WN does hire energetic, productive folks. They also MAINTAIN their employees, which is a horse of a different color from what U does.

And I heartily endorse BB's post.

My take on it was WN gets more efficient use of their facilities (planes, gates, etc.) and more productive employees flow from that.

Let's say WN flies 15 flights a day into RDU, and U operates 10. Let's say operations for both commences at 0600, and ends at 2200. No matter what you do, WN will be more productive (more flights per employee) than U. The only way U could compete in RDU was have the employees subsidize U's less efficient operation.

This, in a nutshell, is U's dilemma.

My point was, U's contracts do not constrain productivity. The allocation of physical resources is a major portion of CASM that dave would have us ignore.

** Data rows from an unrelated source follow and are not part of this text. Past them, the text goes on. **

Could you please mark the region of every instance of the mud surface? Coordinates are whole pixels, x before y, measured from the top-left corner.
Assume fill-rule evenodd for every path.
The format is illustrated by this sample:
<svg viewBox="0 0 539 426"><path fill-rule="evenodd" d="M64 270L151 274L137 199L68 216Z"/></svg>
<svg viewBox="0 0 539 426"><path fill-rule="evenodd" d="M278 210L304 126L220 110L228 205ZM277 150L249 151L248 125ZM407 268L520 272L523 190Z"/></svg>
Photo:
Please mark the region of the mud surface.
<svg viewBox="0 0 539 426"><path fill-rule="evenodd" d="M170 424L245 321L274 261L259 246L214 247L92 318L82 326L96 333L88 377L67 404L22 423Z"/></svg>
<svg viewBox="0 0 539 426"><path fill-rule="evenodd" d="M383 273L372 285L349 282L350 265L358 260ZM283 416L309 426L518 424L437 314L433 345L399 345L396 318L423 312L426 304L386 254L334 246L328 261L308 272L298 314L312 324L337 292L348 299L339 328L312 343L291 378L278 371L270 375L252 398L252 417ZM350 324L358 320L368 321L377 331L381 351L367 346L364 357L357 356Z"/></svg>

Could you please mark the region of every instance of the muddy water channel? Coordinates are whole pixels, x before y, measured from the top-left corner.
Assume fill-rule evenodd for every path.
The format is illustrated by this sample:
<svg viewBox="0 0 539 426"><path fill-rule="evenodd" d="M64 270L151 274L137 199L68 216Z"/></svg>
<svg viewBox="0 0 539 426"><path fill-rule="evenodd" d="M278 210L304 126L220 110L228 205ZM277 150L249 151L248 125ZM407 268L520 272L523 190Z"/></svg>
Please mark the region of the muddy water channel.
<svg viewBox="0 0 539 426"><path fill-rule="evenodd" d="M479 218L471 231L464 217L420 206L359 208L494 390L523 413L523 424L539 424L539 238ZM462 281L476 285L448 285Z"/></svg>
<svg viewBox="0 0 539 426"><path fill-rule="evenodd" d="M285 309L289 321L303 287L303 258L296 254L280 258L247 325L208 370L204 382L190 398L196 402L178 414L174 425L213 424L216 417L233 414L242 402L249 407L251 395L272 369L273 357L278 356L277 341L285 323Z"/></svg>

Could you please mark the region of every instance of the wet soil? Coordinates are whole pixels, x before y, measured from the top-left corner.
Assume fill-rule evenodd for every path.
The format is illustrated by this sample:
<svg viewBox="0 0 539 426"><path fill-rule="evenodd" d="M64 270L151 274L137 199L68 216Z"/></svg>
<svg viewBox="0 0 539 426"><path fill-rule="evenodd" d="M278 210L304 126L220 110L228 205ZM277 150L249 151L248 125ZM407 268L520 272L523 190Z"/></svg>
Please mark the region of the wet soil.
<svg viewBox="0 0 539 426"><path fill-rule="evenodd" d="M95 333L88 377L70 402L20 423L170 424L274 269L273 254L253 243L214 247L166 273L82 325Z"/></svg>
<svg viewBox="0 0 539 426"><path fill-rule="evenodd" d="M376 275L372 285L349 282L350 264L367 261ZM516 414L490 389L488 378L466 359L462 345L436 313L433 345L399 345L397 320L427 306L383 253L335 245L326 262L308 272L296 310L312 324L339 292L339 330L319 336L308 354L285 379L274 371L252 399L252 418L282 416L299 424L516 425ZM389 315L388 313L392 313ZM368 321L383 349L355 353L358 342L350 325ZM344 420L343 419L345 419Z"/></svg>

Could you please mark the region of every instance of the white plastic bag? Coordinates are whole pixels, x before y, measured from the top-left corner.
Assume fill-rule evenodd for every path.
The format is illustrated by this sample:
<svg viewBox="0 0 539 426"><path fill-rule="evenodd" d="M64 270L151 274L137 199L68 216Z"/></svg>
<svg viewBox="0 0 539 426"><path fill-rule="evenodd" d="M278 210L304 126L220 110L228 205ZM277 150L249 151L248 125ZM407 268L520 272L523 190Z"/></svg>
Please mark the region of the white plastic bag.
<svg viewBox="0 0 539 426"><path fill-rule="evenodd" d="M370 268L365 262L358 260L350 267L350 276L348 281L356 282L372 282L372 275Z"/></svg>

And returning to the first point, U employees may not be as chipper as days of yore. It's hard to be positive in the face a decade-long barrage of bad news, the explanation of which is, it's all the employee's fault. How conveniently we forget High Ground, "put the airline to bed early and wake it up later," Metrojet, Business Select, etc., etc. Yet the great majority of us come to work and do a professional job, in spite of mismanagement.

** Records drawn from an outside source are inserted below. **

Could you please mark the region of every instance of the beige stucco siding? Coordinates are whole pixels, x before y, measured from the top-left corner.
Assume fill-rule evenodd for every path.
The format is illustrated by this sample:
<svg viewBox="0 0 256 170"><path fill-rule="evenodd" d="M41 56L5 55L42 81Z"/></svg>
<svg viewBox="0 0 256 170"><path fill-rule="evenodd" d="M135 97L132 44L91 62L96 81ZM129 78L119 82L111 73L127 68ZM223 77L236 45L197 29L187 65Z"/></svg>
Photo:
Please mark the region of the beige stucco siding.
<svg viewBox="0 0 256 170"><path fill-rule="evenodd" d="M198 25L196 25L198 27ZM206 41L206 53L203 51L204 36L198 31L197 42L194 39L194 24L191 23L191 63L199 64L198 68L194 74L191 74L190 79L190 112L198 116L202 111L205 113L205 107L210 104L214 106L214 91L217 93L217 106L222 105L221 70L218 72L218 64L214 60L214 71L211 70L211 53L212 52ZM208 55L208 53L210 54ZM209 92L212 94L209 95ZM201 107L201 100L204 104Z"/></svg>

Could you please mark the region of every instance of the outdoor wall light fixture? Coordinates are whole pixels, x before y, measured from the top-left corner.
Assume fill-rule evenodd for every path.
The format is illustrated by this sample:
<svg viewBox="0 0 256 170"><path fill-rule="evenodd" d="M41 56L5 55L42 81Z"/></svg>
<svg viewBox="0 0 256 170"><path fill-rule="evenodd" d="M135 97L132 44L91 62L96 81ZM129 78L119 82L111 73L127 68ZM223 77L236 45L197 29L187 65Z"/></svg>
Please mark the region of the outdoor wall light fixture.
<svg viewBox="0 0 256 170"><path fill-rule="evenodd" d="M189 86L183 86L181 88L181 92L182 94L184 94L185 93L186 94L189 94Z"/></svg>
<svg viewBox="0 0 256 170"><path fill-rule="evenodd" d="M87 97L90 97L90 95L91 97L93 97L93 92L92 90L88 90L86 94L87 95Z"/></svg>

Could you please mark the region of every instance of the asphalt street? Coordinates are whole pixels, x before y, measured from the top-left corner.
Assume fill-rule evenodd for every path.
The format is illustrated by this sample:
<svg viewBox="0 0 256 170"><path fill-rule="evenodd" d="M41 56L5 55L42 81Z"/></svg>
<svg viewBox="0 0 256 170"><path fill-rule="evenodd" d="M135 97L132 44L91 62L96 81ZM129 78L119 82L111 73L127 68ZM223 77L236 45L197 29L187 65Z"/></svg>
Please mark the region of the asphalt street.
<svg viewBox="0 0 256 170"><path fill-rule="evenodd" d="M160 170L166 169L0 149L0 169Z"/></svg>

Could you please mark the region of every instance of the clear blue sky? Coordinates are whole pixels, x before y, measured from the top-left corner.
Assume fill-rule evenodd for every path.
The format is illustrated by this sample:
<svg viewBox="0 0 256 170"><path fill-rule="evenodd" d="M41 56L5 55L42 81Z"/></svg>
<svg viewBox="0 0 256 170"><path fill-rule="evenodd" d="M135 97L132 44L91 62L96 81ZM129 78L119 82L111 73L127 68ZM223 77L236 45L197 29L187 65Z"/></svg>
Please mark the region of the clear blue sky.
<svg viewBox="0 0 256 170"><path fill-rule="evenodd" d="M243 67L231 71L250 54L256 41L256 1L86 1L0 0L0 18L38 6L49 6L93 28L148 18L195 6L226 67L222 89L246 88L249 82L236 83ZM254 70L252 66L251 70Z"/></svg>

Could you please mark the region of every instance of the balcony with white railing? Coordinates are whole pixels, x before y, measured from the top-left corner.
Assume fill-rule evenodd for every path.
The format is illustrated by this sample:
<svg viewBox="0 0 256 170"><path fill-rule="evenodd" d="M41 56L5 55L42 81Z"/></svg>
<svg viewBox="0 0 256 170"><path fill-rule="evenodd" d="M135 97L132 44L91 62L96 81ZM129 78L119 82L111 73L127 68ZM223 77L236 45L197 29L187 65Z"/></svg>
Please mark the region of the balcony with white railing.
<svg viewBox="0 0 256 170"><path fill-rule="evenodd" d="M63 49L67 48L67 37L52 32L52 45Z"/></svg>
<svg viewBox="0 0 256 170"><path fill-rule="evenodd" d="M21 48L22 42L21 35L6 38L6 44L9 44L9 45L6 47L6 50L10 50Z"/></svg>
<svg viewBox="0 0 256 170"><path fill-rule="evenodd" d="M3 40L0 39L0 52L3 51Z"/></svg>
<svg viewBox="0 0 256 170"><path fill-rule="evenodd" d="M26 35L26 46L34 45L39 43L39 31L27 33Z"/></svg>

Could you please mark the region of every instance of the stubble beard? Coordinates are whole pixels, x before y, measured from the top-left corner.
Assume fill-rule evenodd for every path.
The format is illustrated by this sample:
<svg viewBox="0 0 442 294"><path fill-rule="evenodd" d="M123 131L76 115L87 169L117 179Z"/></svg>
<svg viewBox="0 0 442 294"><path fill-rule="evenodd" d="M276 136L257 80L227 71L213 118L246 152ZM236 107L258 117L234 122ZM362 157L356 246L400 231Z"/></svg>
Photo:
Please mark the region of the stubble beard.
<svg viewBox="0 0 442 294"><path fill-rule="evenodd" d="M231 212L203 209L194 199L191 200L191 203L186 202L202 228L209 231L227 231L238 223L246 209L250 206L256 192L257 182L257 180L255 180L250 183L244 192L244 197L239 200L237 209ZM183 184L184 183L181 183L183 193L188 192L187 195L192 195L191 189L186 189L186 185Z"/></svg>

I'd be happy to do more work to maintain my current, but diminished, standard-of-living. That is not what's being asked of me. It's to do the same or more work for 40% less.
 
I agree with most everything said here. But I am here just to give a first hand example of the problem you are speaking of at US Airways.

I am a pilot for one of the WOs. Here is just an example of how my work schedule looks for a trip. (Due to the Midway closure schdules has been modified and rewarded)

Show time Wednesday 0535
Dead Head: Arrive in DCA 0740
Go to the hotel all day and show back up at the airport at 1625
Dead Head: Arrive in GSP 1835
(A days work and NO REV FLYING DONE!!!)

Show time Thursday 0545
Fligth: Arrive in PHL 0812
Sit for 2 hours
Flight: Arrive in Ottawa 1155
Done (Sit in the hotel)

Show time Friday 0515
Flight: Arrive in PIT 0750
Sit for 1hour 25 minutes
Dead Head: Arrive back in Base 1024
THREE DAY TRIP DONE WITH 3 REV FLIGHTS!!!!!!!!!

Now I will not say that this is every trip but there are alot of trip with us that does only 2 legs per day. This is just an example of a tirp I have coming up this month!
And yes,, I am a line holder!!!!!!

PRODUCTIVITY!!!!!!!!!!! I DONT THINK SO.
 
Another angle on costs.

The contract carriers are strictly pay for play. They provide the a/c and crew, and the wherewithal to keep that going. They pay U a set amount per pax. End of story, right?

When Mesa rolls into our station, mainline agents work the flight. Does any of the employee costs accrue to Mesa? No - mainline absorbs the entire cost. When Mesa did a high-speed turn-out, and damaged the canopy of our jetway, and rendered it out-of-service until repaired, who absorbed the costs? Mainline. How about delivery of misconnected baggage? In the old days, I sat on the interline baggage committee. Recurring costs were applied to the carrier in error. Bet mainline U absorbs Mesa's costs here, too.

What other costs incurred by contract carriers are absorbed by mainline?

For the union leadership, I'd figure U is less than forthcoming with this information. Hire a few outside eyeshade types, and get a good conservative consensus of how much costs are being shifted. The labor members of the BOD should get in on this, as well. I'd guess the numbers are significant.